Si le délai de suspension n'a pas été expressément précisé dans la notification du rejet de l'offre…

La seconde affaire porte sur un appel d'offre lancé par le département de l'Eure pour l'attribution d'un marché relatif à la fourniture et la pose de signalisation routière. Sa candidature ayant été rejetée, la société Signature a saisi le juge du référé précontractuel d'une demande d'annulation de la procédure de passation du marché. Or, les conclusions en défense du pouvoir adjudicateur lui apprennent que la signature du contrat était antérieure à l'action en justice. Le candidat évincé forme alors un référé contractuel en vue d'obtenir l'annulation du marché désormais signé.
Afin d'apprécier la recevabilité du recours contractuel ouvert après un référé précontractuel selon la condition de l'article L.551-14 du CJA, le Conseil d'Etat revient sur les dispositions de l'article 80-I-1° du CMP. Il rappelle la distinction qui y est opérée entre le délai à observer avant de conclure le marché à compter de la notification et le délai de suspension.

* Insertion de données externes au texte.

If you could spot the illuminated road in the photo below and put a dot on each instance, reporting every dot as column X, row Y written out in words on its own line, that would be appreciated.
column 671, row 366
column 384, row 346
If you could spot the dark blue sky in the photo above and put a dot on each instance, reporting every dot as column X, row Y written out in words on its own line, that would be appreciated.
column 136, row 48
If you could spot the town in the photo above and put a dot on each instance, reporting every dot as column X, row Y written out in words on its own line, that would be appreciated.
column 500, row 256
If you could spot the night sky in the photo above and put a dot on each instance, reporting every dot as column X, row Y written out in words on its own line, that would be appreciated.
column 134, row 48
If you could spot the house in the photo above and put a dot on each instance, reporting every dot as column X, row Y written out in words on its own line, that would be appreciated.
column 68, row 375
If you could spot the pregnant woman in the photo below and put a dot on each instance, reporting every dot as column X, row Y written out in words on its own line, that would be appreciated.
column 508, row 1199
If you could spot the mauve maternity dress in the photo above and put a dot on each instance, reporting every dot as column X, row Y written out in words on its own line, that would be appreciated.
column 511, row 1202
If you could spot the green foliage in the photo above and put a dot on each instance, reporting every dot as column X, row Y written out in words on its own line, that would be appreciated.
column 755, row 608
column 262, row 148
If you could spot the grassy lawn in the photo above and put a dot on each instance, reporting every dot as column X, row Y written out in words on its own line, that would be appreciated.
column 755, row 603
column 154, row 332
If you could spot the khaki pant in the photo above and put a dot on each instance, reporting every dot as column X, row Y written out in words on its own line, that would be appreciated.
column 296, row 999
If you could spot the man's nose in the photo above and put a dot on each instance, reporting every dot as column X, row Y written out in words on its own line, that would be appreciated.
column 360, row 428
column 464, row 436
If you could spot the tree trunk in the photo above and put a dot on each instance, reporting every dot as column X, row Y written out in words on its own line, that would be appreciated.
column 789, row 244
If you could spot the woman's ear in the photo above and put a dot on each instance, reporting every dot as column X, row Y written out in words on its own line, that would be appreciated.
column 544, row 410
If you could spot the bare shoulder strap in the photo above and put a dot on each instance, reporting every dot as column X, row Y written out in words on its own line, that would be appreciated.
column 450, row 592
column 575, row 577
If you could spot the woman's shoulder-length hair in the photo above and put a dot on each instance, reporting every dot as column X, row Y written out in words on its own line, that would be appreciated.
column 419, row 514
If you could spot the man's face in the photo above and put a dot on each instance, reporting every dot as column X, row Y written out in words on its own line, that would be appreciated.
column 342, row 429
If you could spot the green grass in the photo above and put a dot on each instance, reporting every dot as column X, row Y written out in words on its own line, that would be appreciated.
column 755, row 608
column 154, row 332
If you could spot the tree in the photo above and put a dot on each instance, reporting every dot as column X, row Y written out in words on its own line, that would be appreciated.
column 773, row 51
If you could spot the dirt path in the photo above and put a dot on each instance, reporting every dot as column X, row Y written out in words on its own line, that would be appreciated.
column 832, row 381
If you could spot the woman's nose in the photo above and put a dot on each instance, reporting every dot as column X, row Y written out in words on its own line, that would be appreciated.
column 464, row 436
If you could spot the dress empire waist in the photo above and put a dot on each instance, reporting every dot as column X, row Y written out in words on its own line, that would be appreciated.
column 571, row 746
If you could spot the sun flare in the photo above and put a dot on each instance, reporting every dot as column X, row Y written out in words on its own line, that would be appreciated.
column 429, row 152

Quant bien même le premier délai serait respecté, il est à la charge du pouvoir adjudicateur d'indiquer le délai de suspension qu'il compte tenir avant de signer le marché. Pour la Haute Cour, le délai de suspension n'équivaut pas au délai minimal de 16 ou 11 jours et nécessite donc d'être précisé expressément par le pouvoir adjudicateur. Ainsi, "à défaut pour elle d'avoir été informée de ce délai lors de la notification du rejet de son offre, la société Signature, qui était de ce fait dans l'ignorance de la signature du marché lorsqu'elle a présenté un référé précontractuel, est recevable à former un référé contractuel".

L'Apasp

ANNULATION D'UN MARCHE EN REFERE CONTRACTUEL POUR NON-RESPECT DE LA LANGUE DES DOCUMENTS DEMANDEE DANS L'OFFRE
Dans ce même arrêt n° 357617 du 29 juin 2012, le Conseil d'Etat analyse les moyens susceptibles de justifier une annulation du marché public en référé contractuel (articles L.551-13 à L.551-19 du Code de justice administrative). Il conclut au non-respect des obligations de publicité et de mise en concurrence dans la mesure où la société attributaire du marché avait produit des certificats de normalisation rédigés en langue tchèque alors que l'offre devait se faire en français. Ce manquement permet au Conseil d'Etat d'invalider la procédure de passation du marché puisqu'une telle irrégularité était de nature à avantager le concurrent auquel avait été attribué le marché par rapport à la société Signature. Il annule donc le marché conclu par le département de l'Eure pour la fourniture et la pose de signalisation routière.

Références : CE, 29 juin 2012, n°358353, société Chaumeil; CE, 29 juin 2012, n°357617, société Signature ; Fiche de la DAJ, "Les recours contentieux liés à la passation des contrats de la commande publique", 23 février 2012.